Poker.org: That would put it in the ranks of the biggest poker tournaments of all time, online and live. Some of those high roller live tournaments have ridiculous prize pools, but $10 million would be a big mark, definitely.
EK: And for such a comparatively small buy-in. When you think about a lot of these tournaments that have a $5 million prize pool, $7 million prize pool, the buy-in is traditionally $5k, $10k. The Venom is $2,650, and there are so many different ways to get into the tournament.
Last night I was playing a $32 satellite to get into The Venom, and they were giving away five seats. So the barrier to entry is practically nothing if you are committed to grinding and trying to get in there. To be able to have access to a prize pool like this, a tournament like this with such an amazing structure, I think is something that, if you love the game of poker, you would be remiss to not play it.
Poker.org: On that note, when you sit down for a tournament like The Venom, does it feel different than your regular everyday tournament?
EK: Oh yeah, for sure. It kind of gives me the feeling of when I first walked into the Rio for the World Series of Poker a couple of years ago, the first time I was there. You get hyped. It’s like you wake up and it’s Christmas morning almost.
It’s good and bad. You get that feeling of excitement, and you try to make sure that excitement doesn’t turn into nerves and take over your ability to make good decisions. But it is very exciting, it is very different. Waking up for Venom day is completely different than just waking up for a normal grind day.
Poker.org: What about if you make a deep run in a tournament like The Venom? Can you describe the electricity of how that feels?
EK: The summer  Venom I got 147th or something, so I ran pretty deep. It was a nice deep run, and the excitement and every decision just felt one step closer to this life-changing opportunity. It’s one of those things where you just have to remember where you’re at, but also not let that put you under too much pressure.
You definitely feel it, it’s like static electricity. You can just feel it, and everybody’s so hype. When you’re streaming it, everyone is rooting for anyone that’s running deep in The Venom, especially when they’re streaming.
It’s so fun and it’s really exciting because, over the past four or five Venoms, I’ve known one or two people that have made the final two tables.

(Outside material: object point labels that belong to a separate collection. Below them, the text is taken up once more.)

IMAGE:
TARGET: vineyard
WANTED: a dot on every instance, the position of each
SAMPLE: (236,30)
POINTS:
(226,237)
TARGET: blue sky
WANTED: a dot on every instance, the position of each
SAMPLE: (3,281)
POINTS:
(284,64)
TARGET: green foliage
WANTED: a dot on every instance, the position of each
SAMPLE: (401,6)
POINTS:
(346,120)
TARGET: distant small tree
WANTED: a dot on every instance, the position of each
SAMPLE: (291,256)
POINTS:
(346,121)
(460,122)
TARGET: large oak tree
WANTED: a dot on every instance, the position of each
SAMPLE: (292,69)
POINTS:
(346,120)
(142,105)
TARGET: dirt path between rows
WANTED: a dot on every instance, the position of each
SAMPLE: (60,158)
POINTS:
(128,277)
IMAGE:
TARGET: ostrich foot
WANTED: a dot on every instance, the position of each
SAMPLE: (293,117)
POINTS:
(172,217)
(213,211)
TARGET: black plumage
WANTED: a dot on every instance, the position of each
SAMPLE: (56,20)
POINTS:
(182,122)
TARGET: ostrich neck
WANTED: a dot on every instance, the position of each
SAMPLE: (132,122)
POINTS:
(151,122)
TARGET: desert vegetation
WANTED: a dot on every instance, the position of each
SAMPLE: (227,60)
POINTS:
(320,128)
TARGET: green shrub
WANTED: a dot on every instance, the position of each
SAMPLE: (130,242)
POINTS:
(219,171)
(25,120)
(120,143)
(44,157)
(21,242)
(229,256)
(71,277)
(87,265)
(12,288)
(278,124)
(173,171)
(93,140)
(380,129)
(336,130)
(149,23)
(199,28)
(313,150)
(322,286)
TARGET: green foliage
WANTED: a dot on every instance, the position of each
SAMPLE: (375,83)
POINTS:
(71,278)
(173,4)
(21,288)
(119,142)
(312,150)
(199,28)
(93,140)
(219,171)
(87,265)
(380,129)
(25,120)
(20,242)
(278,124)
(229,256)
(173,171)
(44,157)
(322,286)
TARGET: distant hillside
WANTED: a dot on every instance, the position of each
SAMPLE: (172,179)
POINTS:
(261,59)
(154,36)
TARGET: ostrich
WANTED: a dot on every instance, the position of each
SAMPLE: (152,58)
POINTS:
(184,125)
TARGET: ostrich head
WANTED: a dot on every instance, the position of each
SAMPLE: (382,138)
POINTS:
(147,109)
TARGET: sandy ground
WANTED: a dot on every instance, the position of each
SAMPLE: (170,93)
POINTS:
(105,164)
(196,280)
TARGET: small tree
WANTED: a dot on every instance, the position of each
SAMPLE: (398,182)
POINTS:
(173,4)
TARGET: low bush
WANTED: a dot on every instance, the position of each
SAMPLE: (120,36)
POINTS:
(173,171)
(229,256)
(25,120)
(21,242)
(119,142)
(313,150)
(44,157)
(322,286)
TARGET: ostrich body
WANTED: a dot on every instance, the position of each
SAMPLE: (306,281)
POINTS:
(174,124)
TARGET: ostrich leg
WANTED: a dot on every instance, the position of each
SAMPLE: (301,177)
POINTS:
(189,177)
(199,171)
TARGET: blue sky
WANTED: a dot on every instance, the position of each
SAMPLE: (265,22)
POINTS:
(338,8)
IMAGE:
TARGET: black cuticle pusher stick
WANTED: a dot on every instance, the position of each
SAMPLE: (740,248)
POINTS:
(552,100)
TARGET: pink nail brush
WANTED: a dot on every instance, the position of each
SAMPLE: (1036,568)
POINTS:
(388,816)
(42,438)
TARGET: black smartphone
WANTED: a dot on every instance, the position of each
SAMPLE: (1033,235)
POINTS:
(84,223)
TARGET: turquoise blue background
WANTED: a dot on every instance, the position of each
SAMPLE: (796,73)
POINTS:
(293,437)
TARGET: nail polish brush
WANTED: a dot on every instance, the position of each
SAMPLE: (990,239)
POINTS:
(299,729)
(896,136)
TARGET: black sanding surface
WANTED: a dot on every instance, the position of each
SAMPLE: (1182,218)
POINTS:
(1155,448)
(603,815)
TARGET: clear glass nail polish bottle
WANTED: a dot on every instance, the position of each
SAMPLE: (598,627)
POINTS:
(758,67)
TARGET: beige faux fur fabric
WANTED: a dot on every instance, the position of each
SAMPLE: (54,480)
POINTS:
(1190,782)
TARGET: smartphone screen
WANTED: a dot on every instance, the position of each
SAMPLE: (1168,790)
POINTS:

You just can’t help but get so excited, so pumped. It’s for a lot of money, and on top of the money, you’re going through such a massive field. And either one of those things is a massive accomplishment.
Poker.org: What do you think makes Winning Poker Network the go-to place for tournaments like this in the U.S.? There’s no other U.S. site that’s coming even close to these big guarantees that WPN puts on.
EK: I think even asking it that way puts WPN in a smaller bubble than it even belongs. I don’t think it’s just the go-to place in the United States. I think it’s the go-to place in the world.
Because they are actively engaging with their players and getting feedback. And working on tournament structures that are good for the players. Not just good for their bottom line. They always pay out their guarantees, even if they don’t meet them if there’s an overlay. They are constantly engaging, getting feedback, making changes.
When you have a brand that has so many moving parts, things can get bottlenecked pretty easily, and get lost in the system. But what they’re doing is really making decisions and keeping themselves vulnerable and open for criticism, and negativity, and backlash. But they understand that in order to create real change, and create a better environment for poker players everywhere, that they need to do that.